Cool. I always wondered how it would be to see native/fluent english speakers discussing this kind of stuff.
First of all, Fora Temer.
Second, I am talking as a consumer of english-oriented releases of videogames for nearly 23 years. I'd like to assay about this particular case in Brazil.
We brazilians and probably the rest of consumers which didn't have games fully made released aimed to their markets basically are used to consume games where titles and content are in english. Whenever a game was released officially translated, it was released with its original proper names kept untranslated, e.g.: Phantasy Star (SMS), which was the very first videogame in Brazil to be released in portuguese.
When a game is translated for the sake of the game history (they say), the names are not translated because 'it would sound strange'. Unfortunately, by this very sake, expressions, slangs and phrasal verbs are almost mirror translated, and actually this is quite annoying. Of course there are slangs and expressions that would mean the damn thing in our language but by the sake of avoiding personal interpretations that could scramble the translation, this is not taken in consideration.

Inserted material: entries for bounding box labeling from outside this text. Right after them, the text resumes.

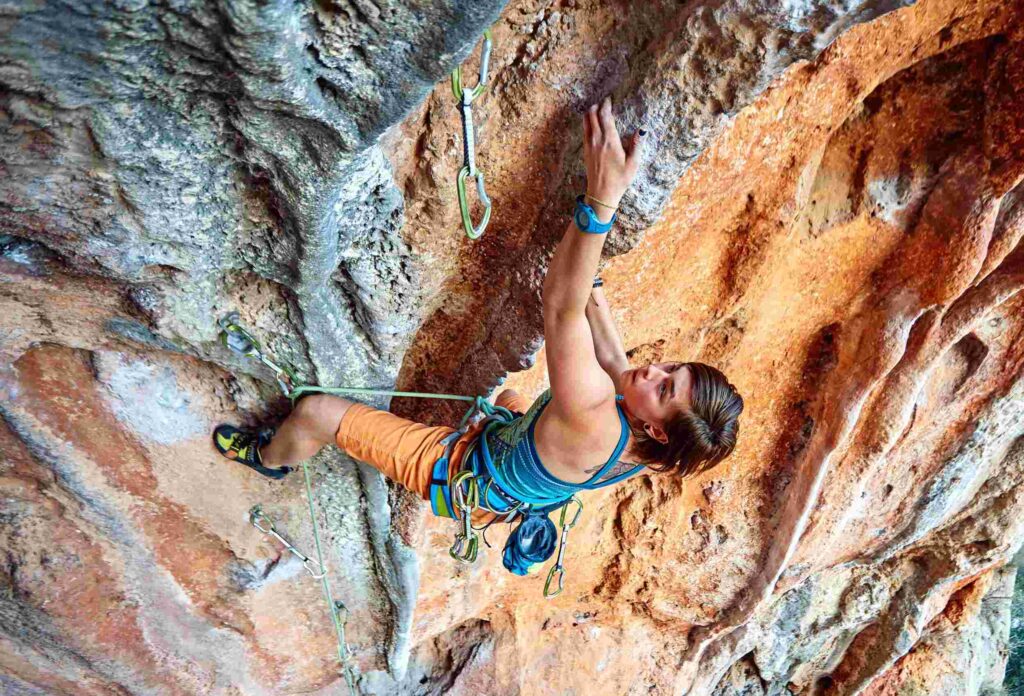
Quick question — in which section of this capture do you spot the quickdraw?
[249,505,327,580]
[449,471,480,563]
[544,495,583,600]
[452,29,493,240]
[217,312,583,605]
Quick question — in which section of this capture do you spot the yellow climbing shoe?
[213,425,292,479]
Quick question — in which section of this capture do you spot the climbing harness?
[544,495,583,599]
[249,505,326,580]
[452,29,492,240]
[218,312,598,601]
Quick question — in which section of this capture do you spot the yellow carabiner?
[449,471,480,563]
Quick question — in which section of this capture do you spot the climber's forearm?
[587,287,629,375]
[544,212,611,316]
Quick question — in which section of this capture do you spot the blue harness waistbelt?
[430,396,644,575]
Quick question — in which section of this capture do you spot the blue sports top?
[469,389,644,512]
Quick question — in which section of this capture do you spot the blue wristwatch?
[572,195,618,234]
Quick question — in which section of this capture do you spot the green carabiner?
[452,29,493,240]
[456,165,490,240]
[544,495,583,600]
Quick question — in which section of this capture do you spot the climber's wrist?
[584,188,622,222]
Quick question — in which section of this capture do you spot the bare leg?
[260,394,352,468]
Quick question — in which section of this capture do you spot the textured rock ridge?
[0,0,1024,696]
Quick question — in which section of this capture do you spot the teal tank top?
[470,389,644,512]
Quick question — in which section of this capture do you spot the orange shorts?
[335,390,530,524]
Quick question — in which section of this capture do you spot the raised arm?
[544,98,641,423]
[587,286,630,393]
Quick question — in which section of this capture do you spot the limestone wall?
[0,0,1024,696]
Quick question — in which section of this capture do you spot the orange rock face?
[0,0,1024,696]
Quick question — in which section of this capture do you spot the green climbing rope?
[217,312,495,695]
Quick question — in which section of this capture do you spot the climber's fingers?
[597,96,623,149]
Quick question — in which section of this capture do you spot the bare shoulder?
[535,393,621,482]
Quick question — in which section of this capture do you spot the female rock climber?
[214,98,743,574]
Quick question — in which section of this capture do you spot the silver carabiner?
[249,505,327,580]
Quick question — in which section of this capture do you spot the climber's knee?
[292,394,352,444]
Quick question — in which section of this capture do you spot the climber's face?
[621,362,693,442]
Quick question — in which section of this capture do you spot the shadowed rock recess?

I mean, there may be some limit between what really makes sense to be translated to natively express a piece of information (localize) and what should nazily be translated, and we should be more eager to reach this limit.
Once I've been in a group participating of a translation for Golden Sun (GBA) and I wanted to translate the title, others didn't. I also intended to research names root and attempt to track their similar in portuguese. E.g.: Isaac = Isac... 'Sol Dourado' would sound cool for a game.
In some countries it's common to see name of places as condensed names such 'Rio' /river/, 'Grande' /big/ 'Riogrande' or 'Bigriver', as noticed in native english countries naming for places and general wildlife. Here, 60 to 80% (personal guess) of places and animals and plants names are american native names. Nowadays these names are not used in translations at all, using them wouldn't sound strange, because we're used to hear names of places, plants and animals having american native names.
In World of WarCraft 'localization' for instance, some words are being broken/mixed, such 'Stormwind' to words that sound strange. We know what it means, but if it would exist, it wouldn't sound like that.
There's also another concern... I'm afraid of the work localization might get banalized sooner or later, with companies saying they're actually doing this. I follow the licensed company that stills hold rights to produce SMS and SMD in Brazil (TecToy) and they've posted recently on FB saying they've proudly brought the 1st localized game in Brazil when basically they mirror translated the whole game, lol, almost google translator quality. E.g.:
Retrieved from Phantasy Star 1 english release:
'Scum! Do not sniff around in Lassic's affairs! Learn this lesson well!',
this would be proper translated to:
'Escória! Não se intrometa nos assuntos de Lassic! /Aprenda bem esta lição/, or Lembre-se disso!' because no one says 'Aprenda bem esta lição'.
Instead, according to the company, it was 'localized' to:
'Não especule em torno do romance de Lassic! Aprenda essa lição!'

or 'Do not speculate around Lassic's relationship! Learn this lession!', where relationship in this context means 'love affair', 'person-to-person relationship' like, when dating people.
They could say it was because of character limit but even still, arrangements could have been done.
Nowadays I attempt to real localize everything I get in hands because gaming or reading we have to ensure that, after all, a feeling has to be transmitted, not a bunch of empty words, as it's done in Fallout Online FOnline2 (MMORPG).